Friday, 30 May 2008

We're definitely going to need a bigger trowel

No word of a lie, you can see our weeds on Google Earth. That can't be good.

Tomorrow Katie is taking me to a garden centre, as we "need to do something" about our garden. All my protestations have fallen upon deaf ears:

"We're taking the environmentally-conscious approach."

"We're supporting all sorts of protected flora and fauna."

"I really couldn't give a toss."

I think the tipping point was the pictures of the previously-undiscovered tribe in South America. Katie is concerned that we may have our own versions living just beyond the conservatory. I'm not convinced, however I wouldn't be too surprised if we come across a superannuated Japanese soldier who needs to be gently informed that the war's over.

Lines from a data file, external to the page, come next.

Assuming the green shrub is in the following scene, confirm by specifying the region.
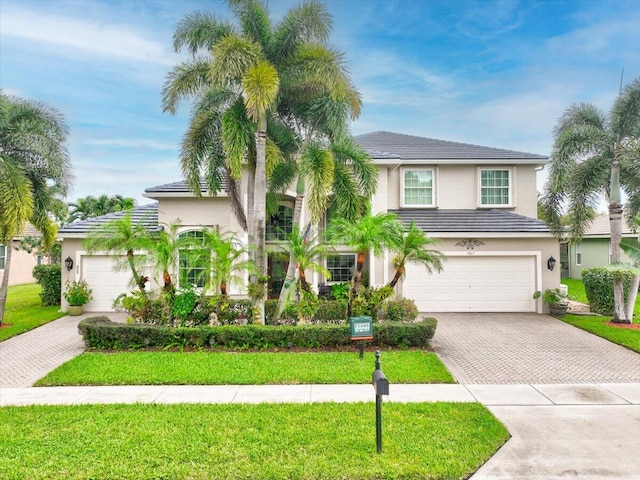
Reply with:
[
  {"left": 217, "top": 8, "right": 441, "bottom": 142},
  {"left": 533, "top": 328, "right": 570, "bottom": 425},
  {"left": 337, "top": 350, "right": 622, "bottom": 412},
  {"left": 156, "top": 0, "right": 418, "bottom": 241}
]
[
  {"left": 78, "top": 317, "right": 436, "bottom": 350},
  {"left": 381, "top": 298, "right": 418, "bottom": 322},
  {"left": 582, "top": 268, "right": 633, "bottom": 315},
  {"left": 33, "top": 265, "right": 62, "bottom": 307}
]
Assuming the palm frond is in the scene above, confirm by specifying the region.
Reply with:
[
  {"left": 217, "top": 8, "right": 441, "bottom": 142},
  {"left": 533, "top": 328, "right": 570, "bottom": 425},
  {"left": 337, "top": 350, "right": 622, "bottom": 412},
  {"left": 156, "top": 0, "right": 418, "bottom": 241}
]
[{"left": 173, "top": 11, "right": 234, "bottom": 56}]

Up until a few years ago our garden was verdant, lush, and completely unmanageable. The people who'd lived here before us were clearly enthusiastic about the whole thing, so had stocked the space with dramatic planting.

It had looked great on the estate agent's photos.

Several months after we moved in, we noticed that the garden was looking rather more verdant and lush than we'd bargained for. At night-time we could hear the cries of exotic wildlife. Despite our best efforts, there was only one way this was going to go, our previous gardening experience being on a par with, well, someone with no gardening experience.

Apparently you can't just hire out flame-throwers any more. Killjoys.

So we spent a bit of cash and paid someone to take the garden away and give us another one, with a patio, gravel beds and some contained borders. And over the last few years we've pottered around nicely. Katie has built up a nice pot garden. Sorry, I'll rephrase that. A nice collection of plants in pots. We spent many a happy evening sat out there, a bottle of wine sitting in the ice-bucket, communing with something almost resembling nature and watching what we thought were the stars, but what was probably the 11.20 Alitalia flight to Amsterdam.

But last year Britain didn't have a summer. There was about 20 minutes of warmth in May, but that was it. So we really didn't touch the garden. The greenness returned. My official definition of a weed is "any plant growing where you didn't expect it", and there's a lot of the buggers around. And we have a set of bamboo plants that are clearly hell-bent for global domination, too. They show up lovely on the satellite picture.

So, tomorrow I shall be pushing a trolley around various gardening and DIY outlets, being assaulted with more Latin than a lapsed Catholic cares to hear. Then I'll be slashing and burning. Apparently this is classed as "fun". Think of me, why don't you?

Tuesday, 27 May 2008

Away with the fairies

There is unrest in the forest. There is trouble in the trees. It's been brewing for some time. And, to be quite honest, The Man hasn't been doing much to help matters.

The whispers of discontent are there, if you're willing and able to hear them. There they are again. Do you hear them? No, not the jingly bells, those have always been there. Listen out for the whispers.

"It's quite simple," says Wimple McGrew, "we're getting misrepresented." As spokes-being for the League of Fantasy Characters, McGrew hasn't had too many challenges to date. And as a mere stripling - only 87 next November - he can't remember the last time there's been this much disquiet.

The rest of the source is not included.